Addressing Nurse to Patient Ratios in America
Hospital productivity rates are determined by the hospital’s nurse to patient ratio. If a hospital has a high number of nurses on duty at any given time, patients have a better chance of receiving individual attention. The hospital can also see more patients because they have a large number of staff members that can tend to the patients faster. However, there is a difference of opinion with regards to how many nurses a hospital should have on staff. Currently, the governments of fifteen states, along with Washington D.C., are debating on bills that would determine the number of nurses that are needed in order to improve conditions in hospitals and to benefit the livelihood of nurses. In case you’re looking into any rn to msn bridge programs, you might want to know what to expect.

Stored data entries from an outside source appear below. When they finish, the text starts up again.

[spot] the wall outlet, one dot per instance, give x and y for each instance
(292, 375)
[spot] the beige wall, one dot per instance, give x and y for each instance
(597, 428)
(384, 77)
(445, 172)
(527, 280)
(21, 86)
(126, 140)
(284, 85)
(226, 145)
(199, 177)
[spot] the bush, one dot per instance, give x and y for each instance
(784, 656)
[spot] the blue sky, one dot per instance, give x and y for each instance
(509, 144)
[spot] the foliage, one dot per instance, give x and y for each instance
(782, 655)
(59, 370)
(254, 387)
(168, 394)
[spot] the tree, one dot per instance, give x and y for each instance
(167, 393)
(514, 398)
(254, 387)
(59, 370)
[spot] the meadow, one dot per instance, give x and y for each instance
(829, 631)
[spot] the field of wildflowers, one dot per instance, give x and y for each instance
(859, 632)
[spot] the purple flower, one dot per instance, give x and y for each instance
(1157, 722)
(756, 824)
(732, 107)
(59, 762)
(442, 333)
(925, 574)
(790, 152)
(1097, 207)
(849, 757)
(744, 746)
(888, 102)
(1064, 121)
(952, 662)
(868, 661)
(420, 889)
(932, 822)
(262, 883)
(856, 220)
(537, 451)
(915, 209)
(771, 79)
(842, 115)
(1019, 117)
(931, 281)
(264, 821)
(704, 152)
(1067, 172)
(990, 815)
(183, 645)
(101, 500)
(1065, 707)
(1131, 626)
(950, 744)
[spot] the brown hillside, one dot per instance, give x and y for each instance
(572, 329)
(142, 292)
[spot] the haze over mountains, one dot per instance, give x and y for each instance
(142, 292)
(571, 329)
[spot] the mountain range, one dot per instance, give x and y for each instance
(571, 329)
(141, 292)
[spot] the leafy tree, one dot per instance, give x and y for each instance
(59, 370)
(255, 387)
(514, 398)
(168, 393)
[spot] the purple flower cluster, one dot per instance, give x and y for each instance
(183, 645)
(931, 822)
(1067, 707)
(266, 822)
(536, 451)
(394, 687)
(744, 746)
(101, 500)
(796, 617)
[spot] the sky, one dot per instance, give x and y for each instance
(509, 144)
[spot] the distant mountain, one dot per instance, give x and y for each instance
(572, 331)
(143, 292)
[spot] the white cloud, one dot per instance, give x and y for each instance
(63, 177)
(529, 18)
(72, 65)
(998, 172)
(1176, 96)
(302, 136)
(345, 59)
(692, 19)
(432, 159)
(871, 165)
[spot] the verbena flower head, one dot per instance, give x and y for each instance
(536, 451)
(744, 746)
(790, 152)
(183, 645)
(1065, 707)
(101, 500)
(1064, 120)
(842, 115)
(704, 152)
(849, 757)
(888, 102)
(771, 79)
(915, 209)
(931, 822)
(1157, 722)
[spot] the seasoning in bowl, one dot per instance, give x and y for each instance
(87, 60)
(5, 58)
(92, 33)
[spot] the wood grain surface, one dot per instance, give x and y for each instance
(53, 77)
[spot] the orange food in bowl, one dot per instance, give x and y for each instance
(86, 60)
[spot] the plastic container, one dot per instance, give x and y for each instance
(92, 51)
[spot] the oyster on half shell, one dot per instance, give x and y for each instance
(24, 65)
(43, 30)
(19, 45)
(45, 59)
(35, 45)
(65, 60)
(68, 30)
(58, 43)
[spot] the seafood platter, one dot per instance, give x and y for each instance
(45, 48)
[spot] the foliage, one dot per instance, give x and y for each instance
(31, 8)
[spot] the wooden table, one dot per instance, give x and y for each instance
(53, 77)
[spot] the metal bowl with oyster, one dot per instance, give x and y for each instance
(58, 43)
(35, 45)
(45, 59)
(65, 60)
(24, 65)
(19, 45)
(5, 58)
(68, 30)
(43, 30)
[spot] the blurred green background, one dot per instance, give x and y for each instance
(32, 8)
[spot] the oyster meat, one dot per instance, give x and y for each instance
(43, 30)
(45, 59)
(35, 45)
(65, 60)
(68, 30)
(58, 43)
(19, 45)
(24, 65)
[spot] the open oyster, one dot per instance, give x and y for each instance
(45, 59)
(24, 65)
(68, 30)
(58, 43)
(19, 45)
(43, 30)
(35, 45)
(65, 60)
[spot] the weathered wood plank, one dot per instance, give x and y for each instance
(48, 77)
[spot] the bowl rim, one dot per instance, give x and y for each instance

Low Staff Numbers in Hospitals
In March 2013, the American Organization of Nurse Executives held a conference in which 39 percent of the attendees stated that they felt that current staffing numbers in hospitals is inadequate while 38 percent felt that the numbers are unsatisfactory. Having low staff numbers in hospitals contributes to uneven workloads and longer shifts for nurses. Nurses also reported being tired before their shift even starts because they have been overworked. To remedy this situation, some states have brought forth legislation that will improve staffing issues. Some of the aspects of the legislation include requiring states to mandate laws requiring hospitals to always have a certain nurse to patient ratio, requiring every hospital to openly share its nurse to patient ratio with the public and a group that regulates the ratio, and implementing a staff committee that will examine the needs of the population that surrounds the hospital and create a staffing plan to match those needs.
California became the first state to set minimum requirements for nurse to patient ratios in 2004. Since then, nurses in California reported that they were not as tired and did not feel as overwhelmed due to the extra staff. More nurses were satisfied with their job and fewer patient deaths occurred because they had the proper number of staff members to ensure that everything ran smoothly. Currently, the states of Connecticut, Illinois, Maine, Minnesota, Nevada, New Jersey, New York, North Carolina, Ohio, Oregon, Rhode Island, Texas, Vermont, and Washington have followed the methods taken by California and adopted some type of regulation to address nurse to patient ratios.
National Nursing Shortage Reform and Patient Advocacy Act
In April 2013, Senator Barbara Boxer introduced the bill for the National Nursing Shortage Reform and Patient Advocacy Act. Under this act, all hospitals would be required to have the following nurse to patient ratios: 1:1 for trauma and perioperative units, 1:2 for critical care units, 1:3 in emergency rooms, 1:4 in surgery units, 1:5 in rehabilitation units, and 1:6 in well-baby nurseries. This staffing plan would allow hospitals to be better equipped to handle their patients and would not overwhelm nurses with so much work.
In addressing the nurse to patient ratios in America, instituting bare minimum upwardly adjustable staffing levels helps in every aspect of the sector. Having adequate nurse to patient ratios in hospitals is necessary to prevent the burnout of nurses due to long shifts with inadequate breaks. It also allows patients to receive more personal attention from nurses so that their needs can be met and there will be fewer deaths due to inattentiveness.